There’s a purity to the first game. Tears is a game about building and complexity. Breath is a game about survival and wandering. It’s quieter. It’s less cluttered. Sometimes you don't want to build a hoverbike; you just want to ride a horse through a rainstorm and listen to the hooves on the dirt.
The sense of scale in the original game still feels massive. Even without the sky islands or the depths, the Great Plateau remains one of the best-designed tutorials in gaming history. It teaches you every mechanic—climbing, swimming, combat, runes—without a single intrusive pop-up menu.

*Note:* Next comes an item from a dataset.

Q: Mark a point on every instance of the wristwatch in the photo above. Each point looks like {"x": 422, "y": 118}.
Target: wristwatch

How to Get the Most Out of a Replay
If you're jumping back in for the third or fourth time, stop playing it like an objective-based game. Turn off the HUD. There’s a "Pro" setting in the options that removes everything but your hearts.
- Follow the roads. Seriously. We usually just climb over mountains in a straight line. If you follow the actual paths, you find NPCs, stables, and little environmental details you’d normally skip.
- Don’t fast travel. This changes everything. It makes the world feel huge again. You have to plan your trips. You have to check the weather forecast.
- Master the parry. Most players rely on the "Flurry Rush," but learning to parry Guardian beams back at them or parrying a Lynel’s charge is incredibly satisfying.
- Read the books. Check every table in every ruin. The world-building in the text is top-tier.
The Legend of Zelda: Breath of the Wild isn't just a game you finish. It’s a place you visit. Whether you're hunting for that final 900th Korok seed or just trying to cook the perfect "Mighty Simmered Fruit," there’s a level of craft here that we rarely see. It’s a reminder that games can be more than just "content." They can be experiences that stick with you for a decade.
If you’re looking for your next step in Hyrule, try a "No Map" run. Only use your scope and your sense of direction. You’ll find things you never noticed when you were staring at a mini-map in the corner of the screen. Just grab a torch, find a horse, and start walking. Hyrule is still waiting.